I can't believe all the myths about soulmates I've heard throughout my life. Honestly, read a romance novel or watch a sappy movie sometime. So many people base their entire love life around the concept of a soulmate. Sadly, the myths about soulmates actually make us strive for something that doesn't exist in the way we're taught to believe.
One of the biggest myths about soulmates is there's only one. This myth makes people afraid to commit or afraid to date again after a divorce or after their partner dies. A soulmate is someone who completes you during a specific time. This could be your spouse, your best friend, family members, children or even a pet. If there was only one, we'd be very lonely people.
I hate this myth more than any of the others. Apparently, a soulmate should complete you to the point you want nothing else in life. All your hopes and dreams should be secondary. I love my guy, but I still wouldn't be happy unless I could pursue my career, go out with friends or enjoy my hobbies. A soulmate completes part of you, not all of you.
Simply put, no relationship is easy. Relationships take work from both parties. Some people honestly believe if they encounter any problems with a partner then that person must not be “the one.” If you believe someone is your soulmate, shouldn't you work harder to stay together instead of expecting it to all just work out? It's a nice myth, but a relationship with your soulmate isn't going to be a joy ride the whole time.
Some couples love all the same things. Other couples are complete opposites. Both types of couples have happy, lasting relationships. As you can see, soulmates don't have to love the same things. While you should have a few things you enjoy together, it's fine to have different hobbies and interests. If nothing else, it gives you a little time to yourself and gives you something to talk about later.
A soulmate is usually thought of as a spouse. Soulmates can happen in any type of relationship, not just romantic ones. While everyone has different views on what makes up a soulmate, the main point they agree on is the person should have a major impact on your life. I consider my closest family, such as my parents and grandmother, to be soulmates because of the vast impact they've had on my life. Of course, I also consider my partner and best friend to be soulmates too.
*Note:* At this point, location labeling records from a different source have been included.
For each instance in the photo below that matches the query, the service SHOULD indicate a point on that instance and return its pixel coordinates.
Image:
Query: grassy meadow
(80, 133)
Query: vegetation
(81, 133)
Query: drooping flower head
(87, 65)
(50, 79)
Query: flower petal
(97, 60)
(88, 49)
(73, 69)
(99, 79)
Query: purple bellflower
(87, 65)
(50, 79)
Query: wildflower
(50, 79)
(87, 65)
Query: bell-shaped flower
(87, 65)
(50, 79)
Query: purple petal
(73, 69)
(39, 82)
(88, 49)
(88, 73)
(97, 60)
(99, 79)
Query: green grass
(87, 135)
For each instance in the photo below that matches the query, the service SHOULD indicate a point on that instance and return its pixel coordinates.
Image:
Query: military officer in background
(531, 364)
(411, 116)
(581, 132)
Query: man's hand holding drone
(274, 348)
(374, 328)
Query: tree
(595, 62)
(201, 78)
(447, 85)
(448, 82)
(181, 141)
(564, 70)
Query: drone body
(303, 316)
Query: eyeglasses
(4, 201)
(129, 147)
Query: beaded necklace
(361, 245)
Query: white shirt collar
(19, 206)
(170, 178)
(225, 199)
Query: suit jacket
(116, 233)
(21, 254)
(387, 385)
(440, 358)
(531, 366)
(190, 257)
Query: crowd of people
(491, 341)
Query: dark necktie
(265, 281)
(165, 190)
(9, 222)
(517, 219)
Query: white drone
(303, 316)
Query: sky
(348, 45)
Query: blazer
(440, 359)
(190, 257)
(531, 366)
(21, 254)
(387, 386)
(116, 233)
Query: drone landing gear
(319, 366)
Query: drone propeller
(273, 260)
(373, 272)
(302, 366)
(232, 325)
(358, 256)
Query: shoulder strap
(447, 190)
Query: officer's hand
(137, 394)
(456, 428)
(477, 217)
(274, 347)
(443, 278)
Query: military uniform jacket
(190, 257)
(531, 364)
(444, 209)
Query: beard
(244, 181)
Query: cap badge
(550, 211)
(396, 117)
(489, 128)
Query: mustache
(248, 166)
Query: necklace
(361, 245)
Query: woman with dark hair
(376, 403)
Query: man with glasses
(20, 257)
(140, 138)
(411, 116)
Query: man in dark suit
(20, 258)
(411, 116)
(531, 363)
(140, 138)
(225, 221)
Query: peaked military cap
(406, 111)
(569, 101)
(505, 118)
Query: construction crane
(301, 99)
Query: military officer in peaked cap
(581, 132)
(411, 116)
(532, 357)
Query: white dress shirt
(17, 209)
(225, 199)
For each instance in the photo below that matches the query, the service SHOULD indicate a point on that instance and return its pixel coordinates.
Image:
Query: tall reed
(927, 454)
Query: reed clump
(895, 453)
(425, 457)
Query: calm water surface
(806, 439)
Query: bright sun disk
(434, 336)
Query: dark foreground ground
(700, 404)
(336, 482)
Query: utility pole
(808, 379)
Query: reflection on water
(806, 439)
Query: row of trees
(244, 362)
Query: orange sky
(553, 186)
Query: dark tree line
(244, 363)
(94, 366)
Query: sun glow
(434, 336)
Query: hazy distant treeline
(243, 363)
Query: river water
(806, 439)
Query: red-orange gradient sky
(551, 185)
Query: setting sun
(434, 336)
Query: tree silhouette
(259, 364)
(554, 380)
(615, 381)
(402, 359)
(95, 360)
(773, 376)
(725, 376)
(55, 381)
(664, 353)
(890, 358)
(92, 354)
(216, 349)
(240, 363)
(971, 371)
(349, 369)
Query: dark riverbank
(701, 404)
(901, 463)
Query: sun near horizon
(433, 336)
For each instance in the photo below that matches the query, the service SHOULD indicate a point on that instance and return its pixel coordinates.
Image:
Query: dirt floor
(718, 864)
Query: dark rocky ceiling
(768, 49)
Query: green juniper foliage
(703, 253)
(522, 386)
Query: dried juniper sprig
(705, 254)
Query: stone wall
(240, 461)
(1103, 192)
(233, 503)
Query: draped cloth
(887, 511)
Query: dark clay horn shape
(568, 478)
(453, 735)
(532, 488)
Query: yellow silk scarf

After a breakup, some people make themselves believe they're only half the person they used to be. You're still the same person. A soulmate doesn't magically make you whole or take away half of you when they're gone. It hurts when they leave, but you're still whole. This myth often leads to depression, which is a great reason to stop believing it.
All the romance movies out there make you believe your one and only soulmate will appear out of thin air. After a few bumps in the road, it'll all work out and you'll live happily ever after. Romance movies are fiction. If you don't believe me, just look at all the celebrity couples. How many of them actually live the fairy tale romance? Finding your soulmate may not be easy or work out like the movies.
Okay, so I actually sort of believe this one. Personally, I believe anyone who truly cares about you wouldn't cheat on you. They'd talk to you if there was a problem, and have the decency to break up with you instead of cheating. However, some people fully believe soulmates never cheat. They'll ignore all the evidence simply because they feel the person is their soulmate.
No one can read your mind and understand everything about you. Soulmates usually want to know more about you, but you'll have to talk to them. Don't expect them to know what you're thinking or understand your quirks immediately. Think about it this way. Do you know everything about your soulmate? Besides, since when do couples truly understand each other?
The whole idea of soulmates is wonderful, but it holds many people back. They spend so much time searching for “the one,” they miss out on everything else. Soulmates exist, but not like we were taught. What do you think about soulmates?